Sphinx squinted at him a little, apparently not quite following that. Maybe he thought Michael was still thinking about his section chief at AAE, the man who'd sent him to die, but really the bastard was one of the furthest things from his thoughts. It was another bastard entirely, one apparently almost a decade dead, that Michael was currently imagining rendering down into very, very tiny pieces. He wouldn't even follow it up with something pithy and smart. Some people weren't even worth a smart comment while they died.

"... All right then," Sphinx said, still confused and slightly wary, but willing to go with it for Michael's sake.
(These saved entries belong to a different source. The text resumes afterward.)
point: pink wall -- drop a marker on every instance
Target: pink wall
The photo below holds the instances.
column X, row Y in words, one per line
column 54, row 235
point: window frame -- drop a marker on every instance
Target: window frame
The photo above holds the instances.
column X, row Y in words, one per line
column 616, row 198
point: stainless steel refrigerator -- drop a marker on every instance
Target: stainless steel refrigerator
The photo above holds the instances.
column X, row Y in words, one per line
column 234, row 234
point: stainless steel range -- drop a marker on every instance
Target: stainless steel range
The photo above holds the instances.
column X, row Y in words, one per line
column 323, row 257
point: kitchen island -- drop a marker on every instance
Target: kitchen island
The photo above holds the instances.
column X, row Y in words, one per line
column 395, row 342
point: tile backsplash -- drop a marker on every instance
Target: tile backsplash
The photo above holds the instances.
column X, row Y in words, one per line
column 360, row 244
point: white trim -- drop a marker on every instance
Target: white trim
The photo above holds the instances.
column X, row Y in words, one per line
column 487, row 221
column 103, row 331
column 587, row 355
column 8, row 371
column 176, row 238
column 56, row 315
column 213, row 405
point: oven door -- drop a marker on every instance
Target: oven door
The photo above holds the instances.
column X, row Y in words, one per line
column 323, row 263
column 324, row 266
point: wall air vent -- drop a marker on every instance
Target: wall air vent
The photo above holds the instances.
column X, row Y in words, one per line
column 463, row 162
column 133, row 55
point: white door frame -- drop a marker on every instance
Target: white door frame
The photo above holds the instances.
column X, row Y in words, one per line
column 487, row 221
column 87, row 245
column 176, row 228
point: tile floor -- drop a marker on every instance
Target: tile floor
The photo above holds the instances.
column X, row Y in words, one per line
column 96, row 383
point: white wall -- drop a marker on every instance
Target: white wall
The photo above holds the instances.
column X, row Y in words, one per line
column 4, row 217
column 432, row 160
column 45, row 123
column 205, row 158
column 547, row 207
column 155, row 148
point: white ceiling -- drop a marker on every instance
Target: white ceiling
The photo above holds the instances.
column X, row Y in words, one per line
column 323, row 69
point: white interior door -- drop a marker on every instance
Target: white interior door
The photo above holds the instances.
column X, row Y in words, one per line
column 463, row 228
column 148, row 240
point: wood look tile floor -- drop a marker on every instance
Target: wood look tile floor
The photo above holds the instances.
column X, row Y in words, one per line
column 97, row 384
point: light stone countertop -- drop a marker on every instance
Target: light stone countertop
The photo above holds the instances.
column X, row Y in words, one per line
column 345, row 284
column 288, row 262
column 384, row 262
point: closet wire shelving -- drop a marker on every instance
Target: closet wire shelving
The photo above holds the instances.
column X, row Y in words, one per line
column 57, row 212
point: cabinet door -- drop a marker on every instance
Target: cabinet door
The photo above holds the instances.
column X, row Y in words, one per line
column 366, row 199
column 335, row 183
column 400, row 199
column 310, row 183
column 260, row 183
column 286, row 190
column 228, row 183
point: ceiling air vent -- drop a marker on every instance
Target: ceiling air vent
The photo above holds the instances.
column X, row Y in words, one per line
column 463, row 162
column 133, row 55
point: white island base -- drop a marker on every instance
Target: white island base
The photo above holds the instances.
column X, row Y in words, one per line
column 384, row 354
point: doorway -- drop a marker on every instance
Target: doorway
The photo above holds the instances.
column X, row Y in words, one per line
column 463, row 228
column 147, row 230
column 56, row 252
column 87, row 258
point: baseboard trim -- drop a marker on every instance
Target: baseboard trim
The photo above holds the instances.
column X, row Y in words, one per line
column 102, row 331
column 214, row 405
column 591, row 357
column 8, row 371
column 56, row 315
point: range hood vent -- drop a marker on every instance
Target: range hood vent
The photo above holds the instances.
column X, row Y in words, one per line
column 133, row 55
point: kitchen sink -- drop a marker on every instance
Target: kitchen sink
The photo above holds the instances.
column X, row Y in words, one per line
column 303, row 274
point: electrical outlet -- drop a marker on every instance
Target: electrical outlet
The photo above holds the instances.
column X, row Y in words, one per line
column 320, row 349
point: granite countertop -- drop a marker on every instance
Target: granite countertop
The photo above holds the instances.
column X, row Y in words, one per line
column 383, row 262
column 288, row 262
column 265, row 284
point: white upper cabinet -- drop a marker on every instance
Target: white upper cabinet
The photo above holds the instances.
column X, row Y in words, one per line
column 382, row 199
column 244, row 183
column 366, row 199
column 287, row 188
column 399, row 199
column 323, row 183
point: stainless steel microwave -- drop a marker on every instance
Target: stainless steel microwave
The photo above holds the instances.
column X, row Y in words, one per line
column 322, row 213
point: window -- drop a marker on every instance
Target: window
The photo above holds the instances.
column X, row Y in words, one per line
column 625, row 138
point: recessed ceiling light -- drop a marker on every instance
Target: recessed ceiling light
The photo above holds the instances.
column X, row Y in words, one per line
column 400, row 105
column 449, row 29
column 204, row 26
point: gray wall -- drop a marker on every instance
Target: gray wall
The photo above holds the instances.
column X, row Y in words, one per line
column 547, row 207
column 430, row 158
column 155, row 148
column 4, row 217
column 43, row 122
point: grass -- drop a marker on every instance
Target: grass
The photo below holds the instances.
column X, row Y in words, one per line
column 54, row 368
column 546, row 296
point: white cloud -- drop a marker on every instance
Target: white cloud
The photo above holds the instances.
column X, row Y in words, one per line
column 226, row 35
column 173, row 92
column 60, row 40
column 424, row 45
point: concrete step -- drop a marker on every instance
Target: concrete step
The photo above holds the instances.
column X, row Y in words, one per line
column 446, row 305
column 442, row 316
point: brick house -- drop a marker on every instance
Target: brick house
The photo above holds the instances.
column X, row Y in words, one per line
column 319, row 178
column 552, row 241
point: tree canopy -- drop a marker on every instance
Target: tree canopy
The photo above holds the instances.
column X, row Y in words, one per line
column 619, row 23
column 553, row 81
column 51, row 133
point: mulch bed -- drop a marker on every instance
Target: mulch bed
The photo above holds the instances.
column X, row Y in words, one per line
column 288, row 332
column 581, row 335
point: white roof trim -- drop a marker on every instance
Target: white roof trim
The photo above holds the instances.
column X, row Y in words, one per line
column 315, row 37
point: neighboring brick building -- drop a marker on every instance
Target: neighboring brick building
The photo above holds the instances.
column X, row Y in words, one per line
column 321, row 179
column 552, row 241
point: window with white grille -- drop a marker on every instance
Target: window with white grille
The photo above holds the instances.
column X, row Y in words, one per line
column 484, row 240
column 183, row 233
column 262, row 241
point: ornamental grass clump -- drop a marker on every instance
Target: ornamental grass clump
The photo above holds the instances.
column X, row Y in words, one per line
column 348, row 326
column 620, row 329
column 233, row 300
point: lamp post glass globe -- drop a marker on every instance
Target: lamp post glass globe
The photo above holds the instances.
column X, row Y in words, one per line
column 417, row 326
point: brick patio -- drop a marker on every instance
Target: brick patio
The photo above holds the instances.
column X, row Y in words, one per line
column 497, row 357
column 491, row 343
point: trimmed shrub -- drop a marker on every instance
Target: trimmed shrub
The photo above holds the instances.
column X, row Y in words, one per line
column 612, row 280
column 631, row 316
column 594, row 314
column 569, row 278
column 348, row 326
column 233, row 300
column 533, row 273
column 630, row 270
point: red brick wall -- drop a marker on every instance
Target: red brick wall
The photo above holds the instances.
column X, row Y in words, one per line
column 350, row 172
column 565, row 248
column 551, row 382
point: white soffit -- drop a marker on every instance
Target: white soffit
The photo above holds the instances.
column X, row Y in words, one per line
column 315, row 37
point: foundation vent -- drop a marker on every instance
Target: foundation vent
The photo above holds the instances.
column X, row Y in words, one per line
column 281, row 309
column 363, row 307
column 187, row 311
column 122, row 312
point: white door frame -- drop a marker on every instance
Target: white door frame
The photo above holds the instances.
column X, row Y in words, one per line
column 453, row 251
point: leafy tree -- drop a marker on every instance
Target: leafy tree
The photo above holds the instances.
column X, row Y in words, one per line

He offered a little smile, a shy, affectionate thing, and patted Michael on the arm. "I'll go tell Subramanyam to pick out a few things for field testing, then. He'll probably thank you. He doesn't get half the chances he really wants for his more personal projects. I mean, we do try, but in between operations there just aren't a lot of spare targets ..."

He wandered off, shaking his head as he visibly tried to think of ways to give his scientist more interesting opportunities for testing lethal oddities on people, and Michael stared almost dazedly after him. His hands were still flexing gently in and out of fists, vague murderous impulses humming under his skin and oddly not conflicting in the slightest with the other, softer impulses that even just the thought of Sphinx was beginning to inspire. Michael wondered distantly if that was what it was like to love a supervillain, or if it was just what it was like to love Sphinx. He wasn't the usual supervillain, after all. He was very far from it indeed.

"So," Captain Anders said, moseying up beside Michael and smiling almost sympathetically over at him. "Tell me honestly. Just how many AAE agents would you murder right now to keep him safe?"

And Michael blinked at him for a second, and Michael looked back to follow Sphinx' absently dancing figure across the remains of the base, and when Michael finally answered, it was with complete sincerity and only the smallest twinge of guilt.

"... All of them," he said, and wondered if he should be worried at how much he truly meant it.

Captain Anders, though, just clapped him cheerfully on the back as he moved past, and called back over his shoulder as he followed the boss:

"You might as well call me Jeremy, Agent. It's what everyone who sticks around does."


A/N: I have decided that head-boppy scientist in the chair is Subramanyam, purveyor of oddball lethalities, who doesn't necessarily get on well with chief laser scientist guy (grey-haired with the remote). Because why not.